On Friday, President Trump issued two executive orders intended to spur financial regulatory reform that could impact Big “I” members.
The first order outlined six core principles for regulating the U.S. financial system and directed the Treasury Secretary to review existing laws and regulations to ensure consistency with the principles. Although the order did not explicitly name any laws or regulations, it is meant to take aim at the 2010 Dodd-Frank Wall Street Reform and Consumer Protection Act. However, the order serves mostly a symbolic purpose, since congressional action is required to make changes to Dodd-Frank.
Congress is already working on the “Financial CHOICE Act,” spearheaded by House of Representatives Financial Services Committee Chairman Jeb Hensarling (R-Texas). The legislation is expected to be introduced and considered soon.
Of note to Big “I” members, a previous version of the “CHOICE Act” sought to restructure the Federal Insurance Office (FIO) into the Office of the Independent Insurance Advocate (IIA). The Big “I” supports restricting or eliminating the FIO and is concerned that the proposed IIA could eventually serve as a springboard for a day-to-day federal regulator in the future. The new version of the “CHOICE Act” may contain similar language, and the Big “I” will continue working with Congress to address this issue.
The second order directed the Department of Labor (DOL) to review, and potentially rescind, the Fiduciary Rule. The Fiduciary Rule is a federal regulation that tightens conflict of interest rules under the Employee Retirement Income Security Act (ERISA) and requires insurance agents and brokers who give guidance about certain retirement investments to adhere to a heightened fiduciary standard of care, rather than a suitability standard.
Because the regulation was finalized in April 2016, the President cannot unilaterally withdraw or amend the rule without additional procedures.
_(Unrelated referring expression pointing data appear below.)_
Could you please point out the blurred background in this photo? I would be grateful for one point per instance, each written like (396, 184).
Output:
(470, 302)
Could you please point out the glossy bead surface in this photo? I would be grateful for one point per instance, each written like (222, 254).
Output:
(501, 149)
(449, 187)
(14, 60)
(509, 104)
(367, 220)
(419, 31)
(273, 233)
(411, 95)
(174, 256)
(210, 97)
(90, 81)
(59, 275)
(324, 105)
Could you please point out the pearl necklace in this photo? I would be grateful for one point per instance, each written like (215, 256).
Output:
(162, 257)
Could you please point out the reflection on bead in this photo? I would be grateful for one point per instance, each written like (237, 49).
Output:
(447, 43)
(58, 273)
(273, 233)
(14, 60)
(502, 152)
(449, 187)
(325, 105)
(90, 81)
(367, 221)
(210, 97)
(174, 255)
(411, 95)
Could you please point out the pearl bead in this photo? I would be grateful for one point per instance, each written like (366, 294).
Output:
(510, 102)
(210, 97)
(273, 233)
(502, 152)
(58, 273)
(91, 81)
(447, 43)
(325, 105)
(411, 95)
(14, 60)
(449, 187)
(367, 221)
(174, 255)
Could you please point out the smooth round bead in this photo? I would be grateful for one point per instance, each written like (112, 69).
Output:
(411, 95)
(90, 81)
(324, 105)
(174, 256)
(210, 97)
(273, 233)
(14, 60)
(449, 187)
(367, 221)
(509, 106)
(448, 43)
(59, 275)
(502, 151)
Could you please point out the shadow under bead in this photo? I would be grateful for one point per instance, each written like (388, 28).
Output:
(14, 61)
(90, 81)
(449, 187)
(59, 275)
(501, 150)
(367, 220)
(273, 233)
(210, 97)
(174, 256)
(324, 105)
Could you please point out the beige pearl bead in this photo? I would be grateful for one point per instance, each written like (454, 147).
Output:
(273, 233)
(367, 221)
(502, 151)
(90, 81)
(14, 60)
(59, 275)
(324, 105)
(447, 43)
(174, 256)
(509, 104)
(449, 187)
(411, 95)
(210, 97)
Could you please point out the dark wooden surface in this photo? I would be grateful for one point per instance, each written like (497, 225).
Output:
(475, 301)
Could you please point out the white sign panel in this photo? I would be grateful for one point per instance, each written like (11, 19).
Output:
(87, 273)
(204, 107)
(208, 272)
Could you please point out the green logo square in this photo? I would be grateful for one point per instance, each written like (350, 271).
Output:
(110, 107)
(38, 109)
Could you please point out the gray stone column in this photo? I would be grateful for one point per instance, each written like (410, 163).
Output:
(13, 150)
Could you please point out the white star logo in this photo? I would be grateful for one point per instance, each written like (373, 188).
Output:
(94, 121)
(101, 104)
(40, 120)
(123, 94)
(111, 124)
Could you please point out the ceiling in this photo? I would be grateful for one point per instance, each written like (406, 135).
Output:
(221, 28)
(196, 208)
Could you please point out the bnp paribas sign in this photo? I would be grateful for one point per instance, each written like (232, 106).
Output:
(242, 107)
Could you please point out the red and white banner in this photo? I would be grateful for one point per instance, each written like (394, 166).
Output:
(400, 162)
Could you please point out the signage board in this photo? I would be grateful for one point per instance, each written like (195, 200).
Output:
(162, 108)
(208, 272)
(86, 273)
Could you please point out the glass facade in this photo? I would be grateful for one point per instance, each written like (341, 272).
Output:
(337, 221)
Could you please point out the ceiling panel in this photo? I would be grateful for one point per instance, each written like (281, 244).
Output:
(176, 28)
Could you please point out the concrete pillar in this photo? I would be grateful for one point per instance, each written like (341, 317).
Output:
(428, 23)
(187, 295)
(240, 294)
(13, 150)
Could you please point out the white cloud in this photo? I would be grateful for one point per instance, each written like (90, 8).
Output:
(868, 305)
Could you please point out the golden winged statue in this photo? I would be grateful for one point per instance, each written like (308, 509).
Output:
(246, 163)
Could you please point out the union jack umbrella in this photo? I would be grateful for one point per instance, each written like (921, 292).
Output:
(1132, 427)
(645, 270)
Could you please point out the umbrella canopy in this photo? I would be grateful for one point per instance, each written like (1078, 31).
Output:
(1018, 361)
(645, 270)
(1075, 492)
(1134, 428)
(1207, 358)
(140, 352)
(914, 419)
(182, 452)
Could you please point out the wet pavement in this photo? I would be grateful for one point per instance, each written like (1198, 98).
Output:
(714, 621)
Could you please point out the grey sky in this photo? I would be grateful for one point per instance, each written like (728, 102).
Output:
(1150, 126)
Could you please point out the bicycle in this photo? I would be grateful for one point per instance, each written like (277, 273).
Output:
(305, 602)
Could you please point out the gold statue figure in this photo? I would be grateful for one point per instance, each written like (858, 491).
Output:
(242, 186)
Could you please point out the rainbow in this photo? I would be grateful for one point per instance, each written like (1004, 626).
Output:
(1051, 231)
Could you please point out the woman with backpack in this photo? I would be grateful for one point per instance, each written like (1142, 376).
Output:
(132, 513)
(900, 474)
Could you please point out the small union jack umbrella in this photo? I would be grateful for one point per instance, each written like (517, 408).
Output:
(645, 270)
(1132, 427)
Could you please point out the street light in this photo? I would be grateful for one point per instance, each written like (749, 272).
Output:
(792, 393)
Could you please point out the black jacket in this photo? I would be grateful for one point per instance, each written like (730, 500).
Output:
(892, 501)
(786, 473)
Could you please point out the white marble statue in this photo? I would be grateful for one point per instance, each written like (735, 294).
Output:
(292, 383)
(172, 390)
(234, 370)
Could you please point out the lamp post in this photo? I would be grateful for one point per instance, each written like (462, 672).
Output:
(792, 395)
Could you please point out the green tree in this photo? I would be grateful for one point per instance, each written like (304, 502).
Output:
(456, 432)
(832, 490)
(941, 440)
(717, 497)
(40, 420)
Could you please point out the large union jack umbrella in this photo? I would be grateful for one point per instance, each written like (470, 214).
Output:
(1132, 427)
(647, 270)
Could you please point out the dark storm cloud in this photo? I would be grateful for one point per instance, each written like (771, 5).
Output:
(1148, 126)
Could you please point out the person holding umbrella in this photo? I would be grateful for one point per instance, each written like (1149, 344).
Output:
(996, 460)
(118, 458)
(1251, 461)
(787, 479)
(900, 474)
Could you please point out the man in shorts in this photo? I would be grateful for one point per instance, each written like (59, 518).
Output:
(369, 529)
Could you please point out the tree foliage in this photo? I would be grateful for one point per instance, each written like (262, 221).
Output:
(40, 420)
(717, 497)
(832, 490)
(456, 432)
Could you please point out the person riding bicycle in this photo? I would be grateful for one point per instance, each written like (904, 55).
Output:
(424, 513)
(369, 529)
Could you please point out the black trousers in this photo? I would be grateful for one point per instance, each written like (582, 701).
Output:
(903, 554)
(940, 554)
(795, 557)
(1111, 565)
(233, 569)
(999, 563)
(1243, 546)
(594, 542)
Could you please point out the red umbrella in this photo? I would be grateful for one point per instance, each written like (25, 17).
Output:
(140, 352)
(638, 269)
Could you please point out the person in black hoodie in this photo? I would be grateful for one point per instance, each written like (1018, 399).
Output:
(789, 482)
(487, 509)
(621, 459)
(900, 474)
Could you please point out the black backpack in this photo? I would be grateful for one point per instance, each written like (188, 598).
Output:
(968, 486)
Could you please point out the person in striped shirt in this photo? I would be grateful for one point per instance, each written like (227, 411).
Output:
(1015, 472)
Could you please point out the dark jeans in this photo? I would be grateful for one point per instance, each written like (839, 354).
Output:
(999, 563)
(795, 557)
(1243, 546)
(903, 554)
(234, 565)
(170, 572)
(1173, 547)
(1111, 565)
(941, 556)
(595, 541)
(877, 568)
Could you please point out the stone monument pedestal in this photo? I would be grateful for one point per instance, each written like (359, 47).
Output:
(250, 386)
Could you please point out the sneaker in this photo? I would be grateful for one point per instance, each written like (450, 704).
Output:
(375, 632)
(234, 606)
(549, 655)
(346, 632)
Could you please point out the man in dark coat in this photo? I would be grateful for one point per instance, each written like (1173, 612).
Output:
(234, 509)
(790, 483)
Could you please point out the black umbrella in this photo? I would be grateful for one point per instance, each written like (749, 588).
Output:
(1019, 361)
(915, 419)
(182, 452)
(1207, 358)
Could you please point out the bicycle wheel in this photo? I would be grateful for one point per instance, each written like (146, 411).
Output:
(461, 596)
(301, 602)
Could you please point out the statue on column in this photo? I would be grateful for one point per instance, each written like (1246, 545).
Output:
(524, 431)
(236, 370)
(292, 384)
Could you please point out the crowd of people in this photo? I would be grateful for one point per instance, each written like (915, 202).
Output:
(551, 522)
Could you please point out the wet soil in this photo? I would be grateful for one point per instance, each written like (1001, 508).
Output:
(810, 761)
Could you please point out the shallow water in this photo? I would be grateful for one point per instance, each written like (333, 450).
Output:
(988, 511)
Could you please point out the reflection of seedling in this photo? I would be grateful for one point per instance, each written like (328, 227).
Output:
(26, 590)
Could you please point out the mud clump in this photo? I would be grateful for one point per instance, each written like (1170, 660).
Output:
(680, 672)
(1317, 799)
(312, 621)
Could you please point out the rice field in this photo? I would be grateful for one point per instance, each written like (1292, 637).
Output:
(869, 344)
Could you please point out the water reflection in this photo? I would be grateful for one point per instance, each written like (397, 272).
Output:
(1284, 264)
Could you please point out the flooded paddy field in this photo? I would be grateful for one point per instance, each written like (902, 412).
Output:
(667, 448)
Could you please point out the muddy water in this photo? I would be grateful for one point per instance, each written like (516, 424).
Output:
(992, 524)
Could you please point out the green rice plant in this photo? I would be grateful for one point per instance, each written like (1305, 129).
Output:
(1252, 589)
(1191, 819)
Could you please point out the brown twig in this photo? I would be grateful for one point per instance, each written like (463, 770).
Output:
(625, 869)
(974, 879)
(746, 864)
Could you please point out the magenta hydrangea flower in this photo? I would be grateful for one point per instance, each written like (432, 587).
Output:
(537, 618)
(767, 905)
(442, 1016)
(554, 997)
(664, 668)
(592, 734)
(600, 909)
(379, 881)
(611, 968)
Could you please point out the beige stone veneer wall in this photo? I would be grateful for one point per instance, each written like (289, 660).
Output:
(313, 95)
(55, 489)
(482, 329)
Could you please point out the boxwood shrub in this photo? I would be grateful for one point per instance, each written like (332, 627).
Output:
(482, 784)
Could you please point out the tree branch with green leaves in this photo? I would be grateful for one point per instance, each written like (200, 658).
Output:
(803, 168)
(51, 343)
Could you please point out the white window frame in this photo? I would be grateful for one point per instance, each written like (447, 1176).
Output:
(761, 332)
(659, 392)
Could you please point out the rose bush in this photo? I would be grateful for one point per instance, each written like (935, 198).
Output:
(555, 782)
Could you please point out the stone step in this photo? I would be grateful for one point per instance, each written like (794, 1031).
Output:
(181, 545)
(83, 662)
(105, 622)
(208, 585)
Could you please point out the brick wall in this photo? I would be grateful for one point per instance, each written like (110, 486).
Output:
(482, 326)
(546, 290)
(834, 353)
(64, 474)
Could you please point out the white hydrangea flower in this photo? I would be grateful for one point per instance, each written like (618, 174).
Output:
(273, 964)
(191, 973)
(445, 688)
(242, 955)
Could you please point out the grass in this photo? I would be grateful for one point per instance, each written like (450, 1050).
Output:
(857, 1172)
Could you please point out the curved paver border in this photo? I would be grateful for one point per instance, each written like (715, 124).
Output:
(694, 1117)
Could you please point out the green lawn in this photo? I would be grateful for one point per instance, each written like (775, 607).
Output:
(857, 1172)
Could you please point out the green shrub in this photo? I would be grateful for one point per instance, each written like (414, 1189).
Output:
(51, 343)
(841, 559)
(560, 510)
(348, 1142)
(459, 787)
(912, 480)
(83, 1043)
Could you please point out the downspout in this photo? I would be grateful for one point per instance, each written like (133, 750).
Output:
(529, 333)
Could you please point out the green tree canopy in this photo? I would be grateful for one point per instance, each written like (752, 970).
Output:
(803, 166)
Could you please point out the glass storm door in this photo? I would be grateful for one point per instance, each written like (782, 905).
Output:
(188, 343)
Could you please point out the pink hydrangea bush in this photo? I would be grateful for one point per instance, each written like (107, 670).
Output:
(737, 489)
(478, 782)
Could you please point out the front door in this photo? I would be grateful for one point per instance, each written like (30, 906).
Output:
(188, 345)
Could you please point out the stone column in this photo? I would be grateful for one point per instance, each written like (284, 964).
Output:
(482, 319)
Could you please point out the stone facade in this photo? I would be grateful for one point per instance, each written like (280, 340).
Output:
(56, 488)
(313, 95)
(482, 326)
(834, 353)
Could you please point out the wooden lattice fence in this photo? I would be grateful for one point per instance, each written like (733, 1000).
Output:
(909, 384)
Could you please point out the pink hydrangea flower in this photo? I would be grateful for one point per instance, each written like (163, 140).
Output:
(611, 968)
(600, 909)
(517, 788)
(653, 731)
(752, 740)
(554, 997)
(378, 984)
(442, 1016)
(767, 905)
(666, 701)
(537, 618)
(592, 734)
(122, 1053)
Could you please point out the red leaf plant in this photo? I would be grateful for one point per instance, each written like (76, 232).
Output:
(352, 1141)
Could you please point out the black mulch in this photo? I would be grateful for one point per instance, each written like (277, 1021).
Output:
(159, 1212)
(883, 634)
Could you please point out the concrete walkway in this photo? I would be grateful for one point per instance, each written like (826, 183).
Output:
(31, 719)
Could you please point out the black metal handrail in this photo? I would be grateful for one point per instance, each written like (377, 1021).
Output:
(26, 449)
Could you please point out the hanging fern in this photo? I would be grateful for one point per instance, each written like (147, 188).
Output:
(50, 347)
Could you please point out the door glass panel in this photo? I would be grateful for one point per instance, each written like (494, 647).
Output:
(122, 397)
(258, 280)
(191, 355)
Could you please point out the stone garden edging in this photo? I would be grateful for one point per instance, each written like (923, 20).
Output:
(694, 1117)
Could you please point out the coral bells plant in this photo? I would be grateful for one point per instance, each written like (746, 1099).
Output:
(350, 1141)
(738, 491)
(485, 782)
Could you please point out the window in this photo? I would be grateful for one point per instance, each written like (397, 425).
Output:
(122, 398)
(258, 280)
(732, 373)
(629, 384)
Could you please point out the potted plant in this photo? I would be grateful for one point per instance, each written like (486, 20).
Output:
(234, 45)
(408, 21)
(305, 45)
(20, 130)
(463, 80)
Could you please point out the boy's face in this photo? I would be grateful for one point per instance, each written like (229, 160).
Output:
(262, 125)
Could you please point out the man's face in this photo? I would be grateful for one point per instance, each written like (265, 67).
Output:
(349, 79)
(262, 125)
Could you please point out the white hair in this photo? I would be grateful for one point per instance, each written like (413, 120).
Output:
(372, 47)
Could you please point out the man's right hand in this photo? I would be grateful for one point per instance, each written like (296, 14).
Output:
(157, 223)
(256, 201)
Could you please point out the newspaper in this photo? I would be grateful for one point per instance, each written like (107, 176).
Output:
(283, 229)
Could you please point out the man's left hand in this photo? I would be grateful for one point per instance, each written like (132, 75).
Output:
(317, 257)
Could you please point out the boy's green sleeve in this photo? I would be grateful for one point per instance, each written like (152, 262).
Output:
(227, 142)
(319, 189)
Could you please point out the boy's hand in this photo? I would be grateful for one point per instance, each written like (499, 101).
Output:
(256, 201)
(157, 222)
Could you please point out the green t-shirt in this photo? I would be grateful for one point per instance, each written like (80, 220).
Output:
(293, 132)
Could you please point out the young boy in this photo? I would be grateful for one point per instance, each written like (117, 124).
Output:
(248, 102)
Any changes to the Fiduciary Rule must follow the Administrative Procedures Act, which requires a defined process to remove a regulation from the books.
While the President cannot rescind or amend the rule on his own, he can direct the DOL on policy related to the rule. Therefore, the executive order directs the DOL to review the rule to “determine whether it may adversely affect the ability of Americans to gain access to retirement information and financial advice.” If the DOL concludes that the rule will adversely impact retirement savers, the order calls for the DOL to publish a notice to rescind or amend the rule as needed.
With implementation of the rule set to begin on April 10, 2017, the DOL will likely file notice to delay implementation of the rule while the review is ongoing. A court decision regarding the legality of the rule is also expected soon.
In the meantime, Big “I” members should check with any financial institutions they work with regarding potential compliance with the rule until the DOL or the courts take formal action to delay or reverse it.
Jennifer Webb is Big “I” federal government affairs counsel.